Match Review: FC Barcelona vs Eibar
The concept of Luis Enrique’s Barcelona winning the league on the final day seemed a far-fetched idea since the loss to Málaga in April. The miracles can seem doable when they are in your hands but when you have to count on a team who have nothing to play for, it’s very difficult to be hopeful. So let’s discuss the final game of the league season and the Luis Enrique era, instead of getting caught up on the loss of the title.
Today’s game seemed to totally sum up the era of Luis Enrique. Barcelona go two goals down, after two brilliant Takashi Inui strikes, to a side that they should breeze past with some ease, missing countless clear cut chances and struggling to control the game. Does this sound familiar at all?
So here we are, two goals down, Barça fans feeling sorry for themselves but many continuing to support the team to ignite a ‘remuntada‘ (it feels like I’ve written that word a thousand times this season). A comeback with a missed penalty, a lack of attractive play and the failure to really dominate the game against ten men, and to top it off, a 35 million euro attacking midfielder playing at right back.
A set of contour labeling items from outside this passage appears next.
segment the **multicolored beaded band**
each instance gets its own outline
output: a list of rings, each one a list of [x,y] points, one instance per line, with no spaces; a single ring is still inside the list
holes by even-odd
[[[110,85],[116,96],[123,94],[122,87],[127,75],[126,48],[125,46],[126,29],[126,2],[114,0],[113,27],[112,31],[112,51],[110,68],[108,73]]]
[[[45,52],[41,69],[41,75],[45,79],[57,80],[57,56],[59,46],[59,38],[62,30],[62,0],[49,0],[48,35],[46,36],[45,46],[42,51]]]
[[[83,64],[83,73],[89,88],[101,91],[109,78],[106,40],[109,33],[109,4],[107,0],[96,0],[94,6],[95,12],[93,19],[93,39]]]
It’s madness.
In the stadium, fans are going crazy, flags are being waved. For what? An ‘incredible’ comeback against Eibar, after self inflicting a two goal deficit? Does this sound familiar?
Let’s go back to a couple of key moments this season. The PSG tie. A truly unbelievable achievement to comeback, but the initial damage done was inexcusable. The Juventus loss. Once again, the initial damage done was inexcusable, and this time relying on the comeback miracle wasn’t enough.
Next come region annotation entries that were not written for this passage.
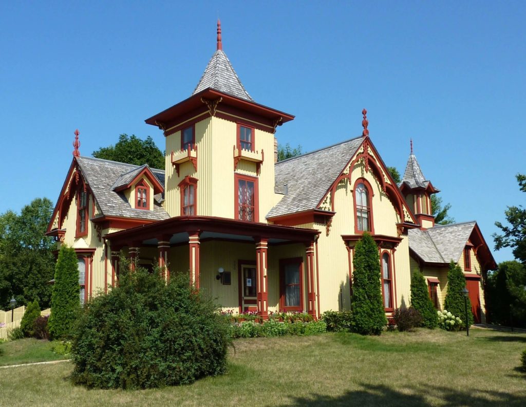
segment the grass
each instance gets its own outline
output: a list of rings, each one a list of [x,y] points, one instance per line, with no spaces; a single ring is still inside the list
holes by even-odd
[[[32,338],[0,343],[0,366],[64,359],[51,350],[52,346],[53,343],[49,341]],[[5,372],[3,371],[3,374]]]
[[[4,370],[0,389],[12,406],[526,405],[519,369],[526,334],[465,335],[422,329],[238,340],[227,374],[191,385],[88,390],[72,385],[65,362]]]

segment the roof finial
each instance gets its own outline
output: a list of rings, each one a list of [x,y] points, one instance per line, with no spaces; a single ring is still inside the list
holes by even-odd
[[[221,42],[221,21],[217,19],[217,50],[223,49],[223,44]]]
[[[367,111],[363,109],[362,111],[362,114],[363,115],[363,120],[362,121],[362,127],[363,127],[363,131],[362,132],[362,135],[363,137],[367,137],[369,135],[369,130],[367,126],[369,125],[369,121],[367,120]]]
[[[78,141],[78,135],[80,134],[78,128],[75,131],[75,141],[73,142],[73,146],[75,147],[75,150],[73,150],[74,157],[80,156],[80,152],[78,151],[78,147],[80,146],[80,142]]]

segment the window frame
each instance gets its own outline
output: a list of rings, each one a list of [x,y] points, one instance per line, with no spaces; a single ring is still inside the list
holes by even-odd
[[[246,123],[237,123],[236,141],[236,145],[237,146],[237,148],[239,151],[241,150],[241,128],[242,127],[245,127],[246,128],[250,129],[250,149],[247,150],[246,148],[245,148],[243,150],[245,150],[246,151],[251,151],[253,152],[255,151],[255,144],[256,142],[256,137],[255,137],[256,129],[252,126],[247,125]],[[246,143],[246,142],[244,142]]]
[[[84,206],[81,206],[82,202],[82,195],[84,194],[85,196]],[[76,220],[76,230],[75,231],[75,237],[82,237],[88,235],[88,212],[89,207],[89,194],[87,190],[81,188],[77,193],[77,220]],[[84,218],[84,230],[82,230],[82,217]]]
[[[358,230],[358,208],[356,204],[356,188],[360,184],[363,184],[365,186],[366,189],[367,190],[367,193],[368,194],[368,206],[366,207],[367,209],[368,216],[369,216],[369,230],[368,231],[361,231]],[[352,203],[354,209],[354,217],[355,217],[355,234],[357,235],[363,234],[364,232],[367,232],[371,234],[375,234],[375,222],[373,219],[372,216],[372,197],[374,196],[374,194],[372,192],[372,188],[371,186],[371,184],[369,183],[367,180],[365,178],[359,178],[355,182],[354,184],[354,187],[352,188]]]
[[[195,216],[197,214],[197,182],[199,181],[197,178],[191,177],[189,175],[185,176],[180,183],[179,183],[179,190],[180,196],[180,215],[181,216]],[[185,190],[190,185],[194,187],[194,204],[187,206],[194,207],[193,215],[185,215]]]
[[[245,175],[235,173],[234,174],[234,217],[238,221],[246,222],[259,222],[259,194],[258,186],[258,178],[257,177]],[[252,220],[240,219],[239,218],[239,181],[244,181],[254,183],[254,219]]]
[[[389,273],[389,278],[385,279],[383,276],[383,256],[387,255],[387,270]],[[391,256],[389,254],[389,252],[387,250],[384,250],[380,252],[380,270],[381,271],[381,280],[382,280],[382,305],[383,305],[383,310],[386,312],[391,312],[394,310],[394,301],[393,298],[393,295],[394,295],[393,292],[393,269],[392,265],[391,264]],[[385,290],[383,288],[384,284],[386,282],[388,282],[389,285],[389,306],[386,307],[386,296],[385,296]]]
[[[135,184],[135,209],[140,209],[142,211],[149,211],[150,210],[150,186],[144,180],[141,180]],[[139,191],[144,190],[146,193],[146,206],[139,206],[138,204]]]
[[[285,266],[288,264],[298,264],[299,267],[299,305],[298,306],[287,306],[285,304]],[[303,257],[289,257],[288,259],[279,259],[279,309],[280,311],[288,312],[289,311],[304,311],[304,278],[303,278]],[[289,284],[289,285],[291,284]],[[297,284],[294,284],[295,285]]]
[[[192,141],[191,141],[191,142],[187,142],[186,143],[185,143],[185,141],[184,141],[185,131],[185,130],[188,130],[189,128],[191,128],[192,130]],[[186,144],[191,145],[190,145],[190,150],[191,150],[192,148],[194,148],[195,147],[195,145],[196,145],[196,125],[195,125],[195,123],[194,124],[192,124],[190,126],[188,126],[187,127],[185,127],[184,128],[181,128],[181,150],[185,151],[185,150],[188,150],[187,148],[185,148],[185,145]]]

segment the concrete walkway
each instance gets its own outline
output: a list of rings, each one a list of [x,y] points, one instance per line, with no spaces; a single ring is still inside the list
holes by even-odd
[[[54,364],[55,363],[60,363],[63,362],[70,362],[71,359],[64,359],[62,360],[52,360],[50,362],[38,362],[36,363],[23,363],[22,364],[12,364],[8,366],[0,366],[0,369],[6,369],[8,368],[18,368],[21,366],[34,366],[36,364]]]

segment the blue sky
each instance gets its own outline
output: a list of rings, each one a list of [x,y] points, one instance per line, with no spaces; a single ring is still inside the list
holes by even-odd
[[[524,202],[523,2],[3,2],[0,213],[56,201],[74,136],[89,155],[190,95],[224,50],[256,102],[296,115],[280,143],[305,151],[361,134],[403,172],[412,138],[457,221],[490,246]],[[9,193],[6,193],[8,191]],[[498,262],[510,250],[494,252]]]

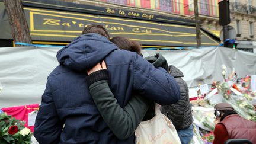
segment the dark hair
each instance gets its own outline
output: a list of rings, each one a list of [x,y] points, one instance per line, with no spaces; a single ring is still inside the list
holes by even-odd
[[[88,33],[97,33],[106,37],[108,39],[110,39],[108,32],[103,26],[100,25],[92,24],[85,27],[82,31],[82,34]]]
[[[140,54],[140,44],[136,41],[132,41],[124,37],[114,37],[110,39],[110,41],[114,43],[121,49],[127,50]]]

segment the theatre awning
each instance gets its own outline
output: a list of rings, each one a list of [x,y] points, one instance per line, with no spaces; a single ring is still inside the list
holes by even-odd
[[[4,34],[0,36],[0,39],[12,39],[2,2],[0,2],[0,15],[2,16],[1,25],[4,25],[0,27],[0,30]],[[111,37],[124,36],[143,45],[197,46],[196,29],[193,26],[35,7],[24,7],[24,9],[34,41],[71,41],[81,34],[85,27],[95,24],[104,25]],[[204,31],[201,32],[203,46],[219,45]]]

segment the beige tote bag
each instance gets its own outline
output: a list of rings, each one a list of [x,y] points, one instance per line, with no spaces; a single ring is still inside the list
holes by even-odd
[[[136,143],[181,143],[174,126],[167,117],[160,112],[159,107],[155,103],[155,117],[141,122],[135,130]]]

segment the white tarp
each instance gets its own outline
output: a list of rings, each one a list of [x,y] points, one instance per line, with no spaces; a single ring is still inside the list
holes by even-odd
[[[58,65],[59,48],[0,48],[0,108],[40,103],[47,76]],[[182,50],[143,50],[144,56],[162,54],[180,69],[189,87],[222,81],[221,65],[239,78],[256,74],[256,54],[223,47]],[[1,87],[1,85],[0,85]]]

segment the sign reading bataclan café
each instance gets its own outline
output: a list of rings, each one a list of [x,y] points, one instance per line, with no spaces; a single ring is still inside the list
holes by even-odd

The comeback against PSG at the Camp Nou was incredible, but, for me, the fact that a club like FC Barcelona found itself in that position is completely unacceptable, and that’s what it felt like after Eibar went up by two. It feels that we all get so caught up in the nature of a comeback win that we forget to question, why did we even need to comeback in the first place?
But back to the game itself. The team seemed disenchanted, they knew they couldn’t rely on Málaga winning against Real Madrid and seemed to take the match with a pinch of salt, without really caring too much about precision, finishing chances or putting the game to bed. They showed short glimpses of magic, it’s hard not to when you’re a footballer at this club, but never seemed too interested. With the team probably thinking of salvaging the season and giving Luis Enrique a send off with a cup to lift next week, two goals for Lionel Messi and one for Luis Suárez sealed the win but with nothing to celebrate.
It would be harsh and a tad morbid to review Luis Enrique’s last match at the Camp Nou as manager without praising the man. His Barça have always been about the unexpected; killing games in minutes, short bursts of high quality play by the best players on the planet, and, more often than not, euphoria in the end. To lift Barça from their short bad spell, bringing eight trophies and fresh ideas can only be commended, and although I haven’t always been supportive of his decision making and his attitude, I can only thank him for the success that he has brought back to the club.
Thank you Luis Enrique, this game was the perfect send off.